# How much do meat goats sell for?



## 1ryan231

I'm new to the meat business, so how much should I plan for for selling them for meat? And breeding?


----------



## nancy d

Look at your local auction prices & you'll get a good idea, add 10%.


----------



## 20kidsonhill

Your location of course matters greatly. Look on-line at stock yard prices. New Holland Goat Auction is the big one on the East coast. That is a good starting point then compare your breeding prices to what you see on craiglist in your area and high-end breeders.


----------



## boerlover95

Yes as others said look at ur local livestock auction prices but remember most people r willing to pay more from a privet closed herd I sale mine for anywhere from 150 and up for does and 250 and up for bucks. right now Boer goats r high because there is a shortage of goats in the US


----------



## HoosierShadow

Boerlover - I've never heard that there was a shortage of goats in the US? Do you mean at the slaughterhouses?
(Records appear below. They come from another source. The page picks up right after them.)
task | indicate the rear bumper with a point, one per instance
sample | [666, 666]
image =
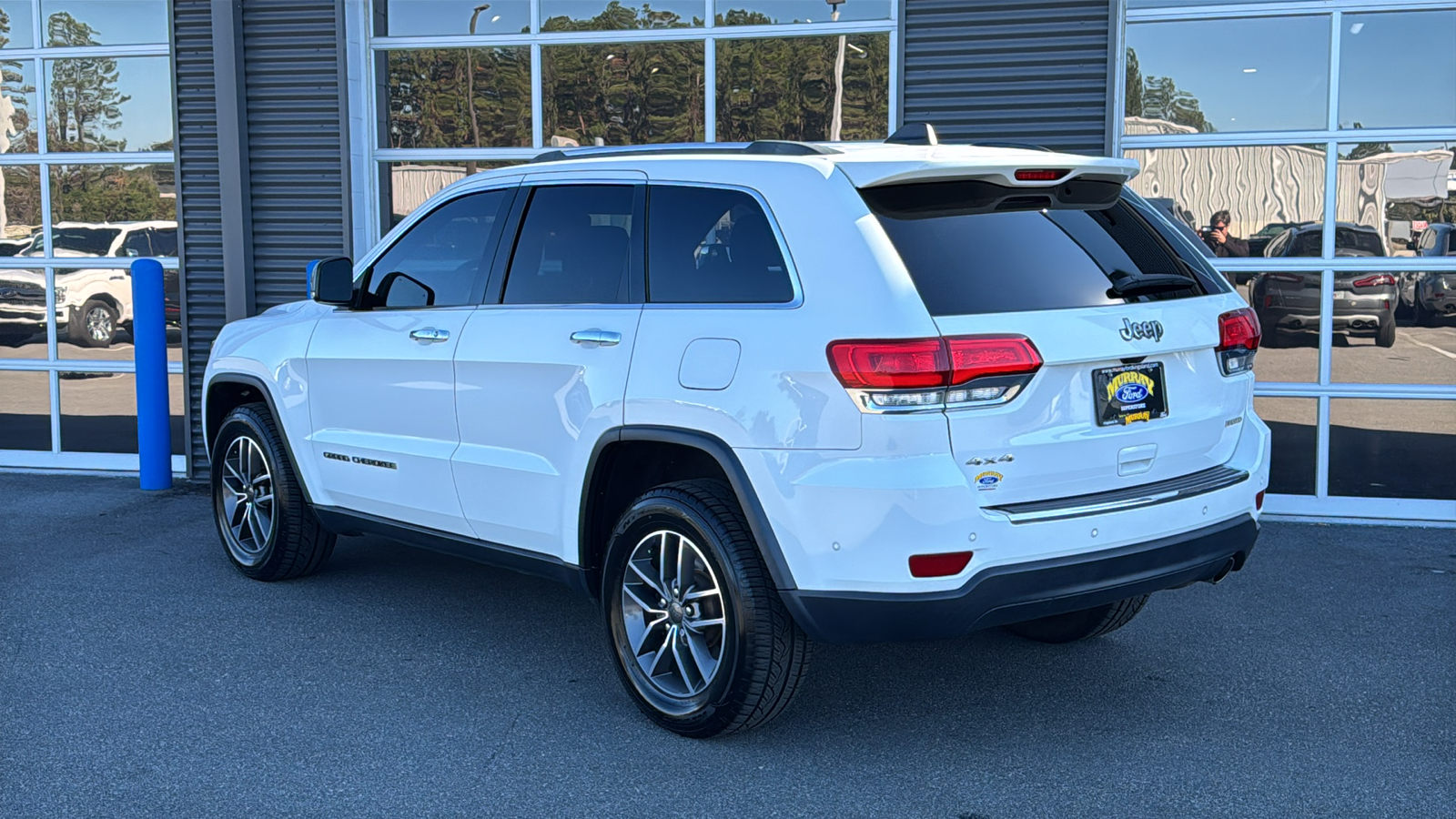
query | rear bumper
[1026, 591]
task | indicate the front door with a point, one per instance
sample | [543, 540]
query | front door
[542, 375]
[382, 372]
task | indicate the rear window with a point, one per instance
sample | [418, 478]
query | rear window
[968, 261]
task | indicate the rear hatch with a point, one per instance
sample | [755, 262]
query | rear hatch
[1126, 318]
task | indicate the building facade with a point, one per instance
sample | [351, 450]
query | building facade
[239, 140]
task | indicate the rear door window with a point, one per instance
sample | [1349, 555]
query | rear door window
[713, 245]
[965, 261]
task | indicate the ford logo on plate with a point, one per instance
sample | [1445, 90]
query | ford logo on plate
[1132, 392]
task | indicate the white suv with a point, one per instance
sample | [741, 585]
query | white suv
[747, 397]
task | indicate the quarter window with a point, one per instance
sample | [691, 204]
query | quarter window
[575, 247]
[711, 245]
[441, 261]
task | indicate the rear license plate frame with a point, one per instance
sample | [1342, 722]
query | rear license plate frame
[1110, 389]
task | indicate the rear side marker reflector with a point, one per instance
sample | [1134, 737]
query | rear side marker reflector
[1041, 174]
[939, 566]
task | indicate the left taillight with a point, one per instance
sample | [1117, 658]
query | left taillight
[1238, 339]
[934, 373]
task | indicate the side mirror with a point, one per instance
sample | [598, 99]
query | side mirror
[331, 281]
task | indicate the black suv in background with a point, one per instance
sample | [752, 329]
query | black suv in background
[1289, 302]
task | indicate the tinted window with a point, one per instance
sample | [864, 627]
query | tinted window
[708, 245]
[574, 248]
[1028, 259]
[441, 261]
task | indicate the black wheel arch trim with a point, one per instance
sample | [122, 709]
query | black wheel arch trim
[273, 410]
[727, 460]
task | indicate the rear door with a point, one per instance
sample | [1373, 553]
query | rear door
[542, 372]
[1130, 389]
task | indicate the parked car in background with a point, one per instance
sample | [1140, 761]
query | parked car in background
[1289, 302]
[1433, 293]
[92, 305]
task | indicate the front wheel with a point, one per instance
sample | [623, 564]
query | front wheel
[1081, 625]
[703, 640]
[266, 522]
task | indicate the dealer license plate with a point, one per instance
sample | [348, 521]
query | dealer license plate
[1128, 394]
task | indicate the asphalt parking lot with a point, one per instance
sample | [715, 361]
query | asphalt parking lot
[140, 675]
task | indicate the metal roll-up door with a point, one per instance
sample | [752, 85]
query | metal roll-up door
[198, 197]
[295, 79]
[1019, 70]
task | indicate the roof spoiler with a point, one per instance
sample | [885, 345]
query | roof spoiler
[915, 135]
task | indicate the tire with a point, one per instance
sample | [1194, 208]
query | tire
[1081, 625]
[1385, 337]
[720, 678]
[274, 533]
[95, 325]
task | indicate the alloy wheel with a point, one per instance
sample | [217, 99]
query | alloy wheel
[674, 614]
[248, 499]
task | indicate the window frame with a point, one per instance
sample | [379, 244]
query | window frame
[516, 222]
[478, 288]
[797, 300]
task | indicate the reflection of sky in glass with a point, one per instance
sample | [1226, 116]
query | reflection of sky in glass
[116, 21]
[1210, 58]
[415, 18]
[1398, 69]
[22, 31]
[146, 118]
[587, 9]
[808, 11]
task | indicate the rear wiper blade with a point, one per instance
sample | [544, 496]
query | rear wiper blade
[1143, 283]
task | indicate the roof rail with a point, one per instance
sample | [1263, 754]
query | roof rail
[1023, 146]
[761, 147]
[915, 135]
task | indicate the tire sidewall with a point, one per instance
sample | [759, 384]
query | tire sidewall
[245, 423]
[695, 714]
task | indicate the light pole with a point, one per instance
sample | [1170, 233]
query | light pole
[470, 87]
[837, 121]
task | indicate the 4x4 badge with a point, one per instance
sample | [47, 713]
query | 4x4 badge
[1142, 329]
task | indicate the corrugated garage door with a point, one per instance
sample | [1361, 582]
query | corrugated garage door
[296, 149]
[201, 248]
[296, 146]
[1024, 70]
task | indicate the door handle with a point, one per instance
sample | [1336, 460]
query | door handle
[603, 337]
[430, 336]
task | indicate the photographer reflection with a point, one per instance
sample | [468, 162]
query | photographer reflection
[1219, 241]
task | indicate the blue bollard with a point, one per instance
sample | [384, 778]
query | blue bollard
[149, 332]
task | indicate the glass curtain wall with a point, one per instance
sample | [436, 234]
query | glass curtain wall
[86, 186]
[460, 86]
[1312, 146]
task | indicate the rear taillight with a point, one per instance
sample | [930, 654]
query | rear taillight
[1378, 280]
[932, 373]
[1040, 174]
[1238, 339]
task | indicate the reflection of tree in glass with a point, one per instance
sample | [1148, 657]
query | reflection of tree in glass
[109, 193]
[784, 87]
[621, 18]
[1159, 98]
[427, 98]
[623, 94]
[85, 102]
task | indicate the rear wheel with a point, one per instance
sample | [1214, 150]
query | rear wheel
[1385, 337]
[267, 525]
[1081, 625]
[703, 640]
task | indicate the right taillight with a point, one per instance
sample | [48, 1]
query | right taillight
[1238, 341]
[934, 373]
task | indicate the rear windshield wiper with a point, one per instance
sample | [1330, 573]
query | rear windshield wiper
[1147, 283]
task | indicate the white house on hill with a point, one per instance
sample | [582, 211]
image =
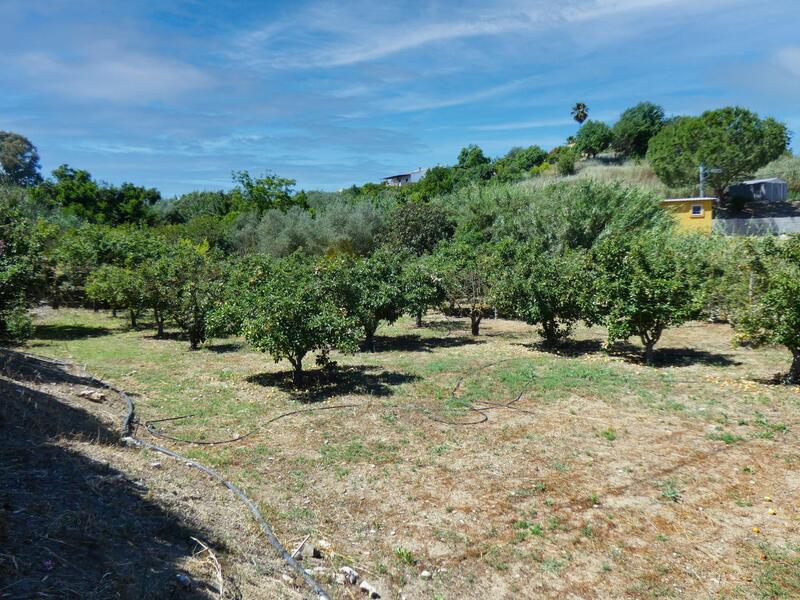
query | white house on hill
[405, 178]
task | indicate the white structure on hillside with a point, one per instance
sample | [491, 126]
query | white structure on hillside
[405, 178]
[763, 190]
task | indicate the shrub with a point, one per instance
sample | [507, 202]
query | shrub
[645, 283]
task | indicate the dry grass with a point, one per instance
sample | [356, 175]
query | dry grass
[615, 480]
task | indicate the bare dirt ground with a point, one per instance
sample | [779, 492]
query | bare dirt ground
[604, 479]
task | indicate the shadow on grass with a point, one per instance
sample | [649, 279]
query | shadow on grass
[224, 348]
[75, 526]
[321, 384]
[673, 357]
[69, 332]
[662, 357]
[412, 342]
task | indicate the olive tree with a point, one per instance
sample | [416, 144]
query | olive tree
[465, 269]
[367, 289]
[192, 278]
[767, 307]
[645, 283]
[422, 286]
[732, 141]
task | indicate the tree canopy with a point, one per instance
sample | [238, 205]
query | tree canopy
[731, 142]
[19, 160]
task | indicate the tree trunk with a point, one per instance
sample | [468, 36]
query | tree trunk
[794, 371]
[297, 372]
[369, 339]
[159, 323]
[475, 322]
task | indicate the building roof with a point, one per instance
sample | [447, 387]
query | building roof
[415, 172]
[766, 180]
[688, 199]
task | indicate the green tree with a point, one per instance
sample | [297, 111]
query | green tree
[265, 192]
[644, 283]
[580, 112]
[593, 138]
[422, 286]
[518, 162]
[766, 305]
[21, 265]
[367, 289]
[119, 288]
[194, 280]
[291, 313]
[464, 265]
[76, 193]
[418, 227]
[635, 128]
[542, 287]
[733, 141]
[19, 160]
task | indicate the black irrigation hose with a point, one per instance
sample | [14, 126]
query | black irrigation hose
[149, 425]
[128, 437]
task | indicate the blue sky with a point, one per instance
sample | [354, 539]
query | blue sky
[178, 94]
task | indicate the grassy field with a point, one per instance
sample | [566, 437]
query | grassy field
[604, 478]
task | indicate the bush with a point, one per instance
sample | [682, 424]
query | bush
[645, 283]
[787, 167]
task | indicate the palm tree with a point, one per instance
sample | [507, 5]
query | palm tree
[580, 112]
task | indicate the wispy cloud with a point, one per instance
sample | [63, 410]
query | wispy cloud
[111, 74]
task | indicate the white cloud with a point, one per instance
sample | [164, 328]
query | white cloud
[112, 75]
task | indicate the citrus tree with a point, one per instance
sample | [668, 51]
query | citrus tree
[767, 308]
[542, 287]
[291, 313]
[644, 283]
[368, 290]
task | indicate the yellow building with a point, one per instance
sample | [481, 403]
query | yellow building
[693, 214]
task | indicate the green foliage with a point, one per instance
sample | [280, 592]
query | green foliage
[473, 165]
[436, 181]
[787, 167]
[464, 264]
[192, 281]
[565, 165]
[118, 288]
[580, 112]
[593, 137]
[82, 250]
[193, 205]
[541, 287]
[334, 228]
[733, 140]
[76, 193]
[421, 286]
[19, 160]
[291, 313]
[518, 162]
[418, 227]
[766, 309]
[368, 290]
[645, 283]
[21, 262]
[263, 193]
[636, 126]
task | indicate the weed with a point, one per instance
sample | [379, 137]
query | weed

I agree with the others about looking at auction prices. It can fluctuate too, depending on demand, around certain times of the year when ethnical groups may look for it for their celebrations.
Here, I have been told that just before Easter is the best time to sell them.
We list our goats on craigslist, and if we can't sell a buckling for breeding or meat, then we take them to auction. Spring around here is the best time IMO, and then fall before the holidays.
The auction near us has okay prices when they have a goat sale. There is one further away that I've never been too that is a better sale & has more goats go through and you can usually get $20-75 more per goat at that sale than you can at the one nearest to us.

If you sell privately on craigslist, I'd look at the auction prices in your area, and go by what they are selling for at the best auction in your area.


----------